Le indagini, disposte dal Gip di Salerno, eseguite nelle province di Salerno, Ascoli Piceno, Agrigento, Avellino, Brindisi, Caserta, Catanzaro, Latina, Lecce, L’Aquila, Messina, Napoli, Potenza, Ravenna, Roma, Varese e in diversi stati esteri, in particolare Panama, Romania e Malta, hanno portato alla disposizione di 33 misure cautelari per associazione a delinquere.
Contestualmente è in corso il sequestro preventivo di 11 siti internet e delle società “Europartner” e “Jocosa Ludum società cooperativa”, entrambe con sede legale a Mercato San Severino, in provincia di Salerno, nonché di 3 milioni di euro nei confronti di Luigi Giuseppe Cirillo e di altri soggetti che, allo stato delle investigazioni, sono stati ritenuti essere suoi prestanome, quale profitto dei reati di cui si ipotizza la commissione.

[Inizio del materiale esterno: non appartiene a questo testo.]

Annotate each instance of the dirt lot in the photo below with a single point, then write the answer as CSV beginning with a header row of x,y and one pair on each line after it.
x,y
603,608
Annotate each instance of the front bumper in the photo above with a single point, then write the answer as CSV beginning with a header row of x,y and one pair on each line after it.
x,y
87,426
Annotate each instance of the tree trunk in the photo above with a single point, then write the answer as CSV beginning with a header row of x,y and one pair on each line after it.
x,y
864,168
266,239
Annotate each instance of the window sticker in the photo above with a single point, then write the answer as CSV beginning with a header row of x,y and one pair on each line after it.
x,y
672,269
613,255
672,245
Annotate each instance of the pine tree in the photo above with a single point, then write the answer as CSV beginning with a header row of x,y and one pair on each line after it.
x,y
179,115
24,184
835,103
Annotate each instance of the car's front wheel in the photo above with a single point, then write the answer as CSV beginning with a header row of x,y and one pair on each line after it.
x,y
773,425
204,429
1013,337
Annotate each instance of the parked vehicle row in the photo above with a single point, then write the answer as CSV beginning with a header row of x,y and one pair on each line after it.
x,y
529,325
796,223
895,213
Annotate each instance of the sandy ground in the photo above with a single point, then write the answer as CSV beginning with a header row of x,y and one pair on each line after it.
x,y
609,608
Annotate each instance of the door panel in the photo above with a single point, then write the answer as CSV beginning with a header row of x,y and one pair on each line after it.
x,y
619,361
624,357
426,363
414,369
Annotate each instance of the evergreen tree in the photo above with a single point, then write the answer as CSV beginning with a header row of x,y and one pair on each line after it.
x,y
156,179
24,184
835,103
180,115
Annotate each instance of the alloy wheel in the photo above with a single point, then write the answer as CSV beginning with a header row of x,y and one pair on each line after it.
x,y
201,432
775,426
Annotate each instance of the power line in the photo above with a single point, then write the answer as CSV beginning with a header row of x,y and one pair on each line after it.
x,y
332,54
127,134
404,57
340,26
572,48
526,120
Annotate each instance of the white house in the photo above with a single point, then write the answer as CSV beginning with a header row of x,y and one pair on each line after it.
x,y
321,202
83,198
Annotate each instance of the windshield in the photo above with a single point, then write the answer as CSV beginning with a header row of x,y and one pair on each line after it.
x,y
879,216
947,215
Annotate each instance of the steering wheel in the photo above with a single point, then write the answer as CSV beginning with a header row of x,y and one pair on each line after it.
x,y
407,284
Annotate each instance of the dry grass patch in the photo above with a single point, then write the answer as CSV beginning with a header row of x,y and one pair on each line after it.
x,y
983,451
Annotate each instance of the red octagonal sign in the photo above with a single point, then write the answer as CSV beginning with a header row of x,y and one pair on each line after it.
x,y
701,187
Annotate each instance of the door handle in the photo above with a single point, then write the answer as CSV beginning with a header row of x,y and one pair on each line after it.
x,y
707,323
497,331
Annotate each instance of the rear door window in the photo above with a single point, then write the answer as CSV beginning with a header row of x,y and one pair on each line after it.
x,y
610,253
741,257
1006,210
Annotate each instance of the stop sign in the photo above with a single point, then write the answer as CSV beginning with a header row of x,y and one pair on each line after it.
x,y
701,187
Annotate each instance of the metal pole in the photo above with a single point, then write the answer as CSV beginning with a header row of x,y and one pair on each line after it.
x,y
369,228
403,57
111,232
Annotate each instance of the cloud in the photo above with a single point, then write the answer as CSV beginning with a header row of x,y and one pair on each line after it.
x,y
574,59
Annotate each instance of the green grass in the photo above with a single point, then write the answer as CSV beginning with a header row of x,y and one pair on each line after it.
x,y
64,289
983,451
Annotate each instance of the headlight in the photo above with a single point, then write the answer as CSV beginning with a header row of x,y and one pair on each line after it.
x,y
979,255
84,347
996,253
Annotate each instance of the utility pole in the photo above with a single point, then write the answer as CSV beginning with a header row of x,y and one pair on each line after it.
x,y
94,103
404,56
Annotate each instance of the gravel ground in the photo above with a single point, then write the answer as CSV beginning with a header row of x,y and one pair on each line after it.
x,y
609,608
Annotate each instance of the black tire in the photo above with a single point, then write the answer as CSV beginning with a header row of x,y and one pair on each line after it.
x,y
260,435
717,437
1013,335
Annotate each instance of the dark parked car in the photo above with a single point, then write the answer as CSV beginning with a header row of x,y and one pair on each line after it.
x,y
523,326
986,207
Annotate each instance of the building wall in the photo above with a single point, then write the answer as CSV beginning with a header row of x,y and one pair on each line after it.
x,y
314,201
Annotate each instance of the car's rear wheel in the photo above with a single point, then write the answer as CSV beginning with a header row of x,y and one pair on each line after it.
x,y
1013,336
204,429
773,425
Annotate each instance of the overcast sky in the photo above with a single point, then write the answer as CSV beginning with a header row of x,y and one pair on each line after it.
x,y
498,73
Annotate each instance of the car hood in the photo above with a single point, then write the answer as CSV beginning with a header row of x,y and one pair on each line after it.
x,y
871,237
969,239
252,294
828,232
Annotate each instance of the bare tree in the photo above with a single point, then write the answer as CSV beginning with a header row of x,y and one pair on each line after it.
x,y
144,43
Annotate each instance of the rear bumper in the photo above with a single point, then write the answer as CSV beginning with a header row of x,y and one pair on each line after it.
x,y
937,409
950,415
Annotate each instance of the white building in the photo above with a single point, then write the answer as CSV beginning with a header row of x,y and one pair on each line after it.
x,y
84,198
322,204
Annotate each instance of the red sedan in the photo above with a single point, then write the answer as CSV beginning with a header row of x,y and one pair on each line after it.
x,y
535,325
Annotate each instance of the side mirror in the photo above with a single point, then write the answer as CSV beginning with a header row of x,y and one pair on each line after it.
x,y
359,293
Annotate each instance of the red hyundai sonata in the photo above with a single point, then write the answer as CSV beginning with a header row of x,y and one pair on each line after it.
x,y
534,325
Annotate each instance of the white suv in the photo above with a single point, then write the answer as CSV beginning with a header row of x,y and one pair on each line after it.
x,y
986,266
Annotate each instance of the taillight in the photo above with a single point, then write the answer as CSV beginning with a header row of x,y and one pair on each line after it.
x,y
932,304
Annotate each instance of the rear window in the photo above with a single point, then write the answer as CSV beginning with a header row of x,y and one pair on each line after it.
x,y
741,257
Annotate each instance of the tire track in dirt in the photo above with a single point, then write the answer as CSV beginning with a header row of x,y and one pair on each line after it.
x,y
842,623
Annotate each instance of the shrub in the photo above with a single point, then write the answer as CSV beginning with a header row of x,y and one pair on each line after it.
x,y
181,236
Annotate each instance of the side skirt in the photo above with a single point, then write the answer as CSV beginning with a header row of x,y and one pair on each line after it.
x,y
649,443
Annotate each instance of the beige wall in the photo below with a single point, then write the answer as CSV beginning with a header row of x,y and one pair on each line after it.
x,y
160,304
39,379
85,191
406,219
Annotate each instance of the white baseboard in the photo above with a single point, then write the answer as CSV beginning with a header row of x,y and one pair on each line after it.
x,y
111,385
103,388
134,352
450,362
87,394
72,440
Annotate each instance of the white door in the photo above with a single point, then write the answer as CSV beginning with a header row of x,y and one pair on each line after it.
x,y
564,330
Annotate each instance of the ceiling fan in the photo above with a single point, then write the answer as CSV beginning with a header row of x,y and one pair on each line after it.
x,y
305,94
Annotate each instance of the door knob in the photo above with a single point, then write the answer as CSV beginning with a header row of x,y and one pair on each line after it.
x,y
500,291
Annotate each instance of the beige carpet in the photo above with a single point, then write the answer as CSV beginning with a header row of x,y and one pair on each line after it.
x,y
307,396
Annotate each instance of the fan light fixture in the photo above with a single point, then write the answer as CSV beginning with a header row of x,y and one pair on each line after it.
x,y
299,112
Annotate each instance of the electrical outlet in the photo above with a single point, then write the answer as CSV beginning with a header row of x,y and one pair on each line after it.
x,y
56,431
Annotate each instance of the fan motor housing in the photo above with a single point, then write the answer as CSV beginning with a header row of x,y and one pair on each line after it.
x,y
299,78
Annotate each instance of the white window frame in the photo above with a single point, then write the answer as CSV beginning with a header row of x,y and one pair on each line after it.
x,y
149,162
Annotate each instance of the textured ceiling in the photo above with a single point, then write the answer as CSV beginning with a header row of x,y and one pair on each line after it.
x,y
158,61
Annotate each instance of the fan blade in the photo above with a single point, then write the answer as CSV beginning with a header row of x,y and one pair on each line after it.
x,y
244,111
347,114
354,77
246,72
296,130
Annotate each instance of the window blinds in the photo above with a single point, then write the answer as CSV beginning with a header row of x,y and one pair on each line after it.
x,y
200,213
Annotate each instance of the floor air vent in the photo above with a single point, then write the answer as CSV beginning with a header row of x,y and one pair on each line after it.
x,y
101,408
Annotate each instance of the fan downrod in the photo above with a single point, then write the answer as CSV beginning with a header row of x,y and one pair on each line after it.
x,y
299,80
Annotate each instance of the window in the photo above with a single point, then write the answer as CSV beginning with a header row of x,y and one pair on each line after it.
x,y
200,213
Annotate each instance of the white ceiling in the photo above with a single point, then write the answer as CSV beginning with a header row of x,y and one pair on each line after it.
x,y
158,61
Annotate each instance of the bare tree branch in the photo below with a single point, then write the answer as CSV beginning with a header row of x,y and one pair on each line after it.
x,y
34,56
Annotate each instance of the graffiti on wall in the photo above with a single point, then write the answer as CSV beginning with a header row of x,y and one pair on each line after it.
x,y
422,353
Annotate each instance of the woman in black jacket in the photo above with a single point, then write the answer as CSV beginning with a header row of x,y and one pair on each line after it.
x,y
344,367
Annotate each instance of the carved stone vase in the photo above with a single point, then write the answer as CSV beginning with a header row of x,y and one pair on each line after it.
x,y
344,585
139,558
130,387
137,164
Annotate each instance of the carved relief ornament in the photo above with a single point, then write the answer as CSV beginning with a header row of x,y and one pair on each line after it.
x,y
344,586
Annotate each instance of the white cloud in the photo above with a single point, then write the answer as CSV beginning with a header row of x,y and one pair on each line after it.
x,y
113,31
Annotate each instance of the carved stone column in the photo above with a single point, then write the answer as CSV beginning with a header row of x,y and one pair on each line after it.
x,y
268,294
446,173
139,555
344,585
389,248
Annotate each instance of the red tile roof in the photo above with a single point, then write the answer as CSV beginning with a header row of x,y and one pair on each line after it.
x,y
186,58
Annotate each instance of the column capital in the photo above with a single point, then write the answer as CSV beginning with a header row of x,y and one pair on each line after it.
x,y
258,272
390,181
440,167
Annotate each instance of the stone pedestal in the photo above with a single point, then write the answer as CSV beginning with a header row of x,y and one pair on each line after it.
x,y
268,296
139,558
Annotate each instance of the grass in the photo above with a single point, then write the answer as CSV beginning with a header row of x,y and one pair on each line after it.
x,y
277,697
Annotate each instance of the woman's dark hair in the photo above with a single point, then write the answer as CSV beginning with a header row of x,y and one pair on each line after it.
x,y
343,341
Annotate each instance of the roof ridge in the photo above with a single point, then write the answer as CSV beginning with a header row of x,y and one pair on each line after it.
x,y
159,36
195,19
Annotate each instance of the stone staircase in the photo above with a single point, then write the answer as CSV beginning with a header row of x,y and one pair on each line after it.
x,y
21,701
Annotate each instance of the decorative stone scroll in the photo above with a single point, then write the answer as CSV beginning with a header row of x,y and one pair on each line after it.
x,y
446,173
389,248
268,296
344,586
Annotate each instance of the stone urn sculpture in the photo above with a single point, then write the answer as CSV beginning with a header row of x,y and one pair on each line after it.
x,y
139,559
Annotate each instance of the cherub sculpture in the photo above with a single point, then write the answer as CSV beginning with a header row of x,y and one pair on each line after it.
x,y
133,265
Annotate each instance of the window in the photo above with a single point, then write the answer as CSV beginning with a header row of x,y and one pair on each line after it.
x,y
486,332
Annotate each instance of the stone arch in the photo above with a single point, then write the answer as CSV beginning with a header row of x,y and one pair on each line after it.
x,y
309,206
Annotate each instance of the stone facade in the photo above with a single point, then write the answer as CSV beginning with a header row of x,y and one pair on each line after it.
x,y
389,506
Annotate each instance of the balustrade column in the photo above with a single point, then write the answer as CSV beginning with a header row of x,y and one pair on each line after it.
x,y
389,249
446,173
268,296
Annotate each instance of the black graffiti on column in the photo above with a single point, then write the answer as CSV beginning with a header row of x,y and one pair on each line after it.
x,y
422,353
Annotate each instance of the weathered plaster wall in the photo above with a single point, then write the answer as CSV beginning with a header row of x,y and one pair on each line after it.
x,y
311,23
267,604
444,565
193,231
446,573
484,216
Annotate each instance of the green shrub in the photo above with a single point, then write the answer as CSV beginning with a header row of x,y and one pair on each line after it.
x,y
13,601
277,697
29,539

Cirillo, che nell’ordinanza cautelare viene ritenuto capo e promotore del sodalizio criminale, è accusato di aver costituito una vera e propria holding dedita al gaming on line illecito sul territorio nazionale ed estero, avvalendosi anche dei legami con i vertici dei Casalesi.
Gli introiti stimati dall’asset criminoso nel suo complesso sono stati quantificati, nell’arco temporale di circa due anni delle attività investigative, in oltre 5 miliardi di euro. Qualora i giochi fossero stati svolti in forma lecita, le entrate per l’erario sarebbero state di circa 500 milioni di euro.
Ma non finisce qui, tra i reati contestati al Cirillo vi è l’auto-riciclaggio per una serie di investimenti che egli avrebbe operato con gli introiti delle sue illecite condotte, in particolare nello stato di Panama, ove avrebbe acquistato una serie di beni immobili. D’interesse è risultata, altresi, la vendita di una Lamborghini Murcielago, fittiziamente intestata ad una società iscritta nei registri della Repubblica Ceca e ritenuta riconducibile ad uno degli odierni indagati, che sarebbe stata venduta ad una concessionaria di Torino ed i cui proventi sarebbero transitati, dopo vari passaggi finanziari, su un conto corrente a lui intestato a Panama. In una circostanza, Cirillo avrebbe minacciato con una pistola (gli è contestato anche il reato di porto abusivo di arma da sparo) un appartenente ad un clan rivale che avrebbe reclamato un credito vantato nei confronti di un suo affine.